Consumers have a long way to go to get back to their shop-till-you-drop ways seen before the recession began. The gain in consumer spending at the beginning of the year follows two consecutive quarters of large spending drops. And consumers are continuing to show caution: The personal saving rate was 4.2% in the first quarter, up from 3.2% at the end of 2008 and the highest in more than a decade.

Business investment, down 37.9%

Businesses drastically cut their spending on equipment and software and structures in the first quarter, leading to a record 37.9% plunge in overall business investment.

That followed a 21.7% drop in the fourth quarter and was the biggest decline since quarterly records began more than 60 years ago. The drop subtracted 4.7 percentage points from GDP.

"Essentially, firms assumed what I have nicknamed 'the turtle position,' " Joel Naroff of Naroff Economic Advisors said in a note to clients. "If it wasn't absolutely needed, it didn't get bought."

PNC economists Stuart Hoffman and Robert Dye said such aversion on the part of businesses to spending money pointed to "ongoing losses in payroll jobs for the remainder of this year."

Since the recession began in December 2007, 5.1 million jobs have been cut, bringing the unemployment rate to 8.5% in March, the highest in more than a quarter-century.

U.S. exports, down 30%

The downturn is global, a point driven home by the sharp falloff in sales of U.S. goods abroad.

Exports fell at a 30% annual rate in the first quarter after falling at a 23.6% rate in the fourth quarter. The drop in the beginning of 2009 was the biggest in 40 years. Exports subtracted 4.1 percentage points from GDP in the first quarter.

But imports also dropped steeply, leading trade to actually be a net positive for the economy in the first quarter. Falling imports serve to boost GDP.

Exports are unlikely to be in the plus column for the U.S. economy for some time, economists predicted.

"As the global economy falls into a deeper recession, exports are likely to weaken," California State University economics professor Sung Won Sohn said.

Inventories, down $104 billion

Businesses are responding to the sharp downturn in the economy by rapidly liquidating their inventories. In the first quarter, companies slashed $104 billion in inventories, more than four times the amount they cut in the fourth quarter. The inventory liquidations subtracted 2.8 percentage points from GDP.

Although inventory liquidation is a negative for GDP, a number of economists said the quick movement on the part of businesses could bode well for upcoming quarters. With inventories low, businesses will need to restock shelves quickly when demand picks up.

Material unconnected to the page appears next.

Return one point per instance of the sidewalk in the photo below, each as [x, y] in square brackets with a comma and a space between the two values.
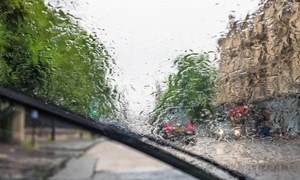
[18, 162]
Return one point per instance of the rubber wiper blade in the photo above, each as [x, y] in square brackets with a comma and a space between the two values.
[127, 138]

"Modern supply-chain management dictates that management must execute swift adjustments to fluctuating demand conditions, and that is exactly what we got," said Brian Bethune, chief U.S. financial economist at economic consulting firm IHS Global Insight.

"While inventories are likely to decline in the second quarter, it is very unlikely that they will decline at a rate much greater than what we saw in the first quarter," he said. "That would add … to growth right out of the starting gate."

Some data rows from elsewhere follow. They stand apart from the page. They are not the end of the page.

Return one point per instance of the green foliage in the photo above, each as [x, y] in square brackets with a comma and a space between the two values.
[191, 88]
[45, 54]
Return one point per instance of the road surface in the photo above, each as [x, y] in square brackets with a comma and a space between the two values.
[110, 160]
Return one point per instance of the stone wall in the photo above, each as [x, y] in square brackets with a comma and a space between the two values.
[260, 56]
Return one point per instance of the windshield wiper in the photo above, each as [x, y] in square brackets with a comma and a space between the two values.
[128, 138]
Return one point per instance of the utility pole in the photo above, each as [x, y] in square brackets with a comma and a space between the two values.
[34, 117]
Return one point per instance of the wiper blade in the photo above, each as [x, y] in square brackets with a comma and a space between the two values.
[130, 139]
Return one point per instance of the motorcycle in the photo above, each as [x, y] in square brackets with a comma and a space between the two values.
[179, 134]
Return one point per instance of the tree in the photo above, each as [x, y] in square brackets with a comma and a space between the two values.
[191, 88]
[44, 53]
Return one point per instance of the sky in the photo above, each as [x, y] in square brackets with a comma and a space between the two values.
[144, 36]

Housing investment, down 38%

Housing investment fell 38% in the first quarter, the biggest drop since 1980 and the 13th-consecutive quarterly decline. Housing subtracted 1.4 percentage points from GDP last quarter. The market isn't expected to come roaring back, but economists said big declines may be past. "More timely home-sales-related data have signaled some improvement," UBS said in a note to clients.

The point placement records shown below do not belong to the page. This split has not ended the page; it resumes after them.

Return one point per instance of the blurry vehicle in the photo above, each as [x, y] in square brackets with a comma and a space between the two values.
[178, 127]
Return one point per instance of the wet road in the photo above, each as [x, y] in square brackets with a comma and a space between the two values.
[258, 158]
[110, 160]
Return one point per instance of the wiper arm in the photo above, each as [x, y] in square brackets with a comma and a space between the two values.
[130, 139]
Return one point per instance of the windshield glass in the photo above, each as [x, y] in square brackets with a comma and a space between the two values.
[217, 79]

Government spending, down 3.9%

For the first time in more than three years, government spending declined in the first quarter as federal spending on defense as well as outlays by state and local governments dropped.

Government spending dropped 3.9% in the first quarter, the biggest decline since the end of 1995, and subtracted 0.8 of a percentage point from GDP.

But economists said government spending will likely be a boost starting in the second quarter as the $787 billion stimulus bill begins to be spent throughout the economy.

"We should expect federal government outlays to start soaring and state and local expenditures to show the impact of the stimulus bill," Naroff says.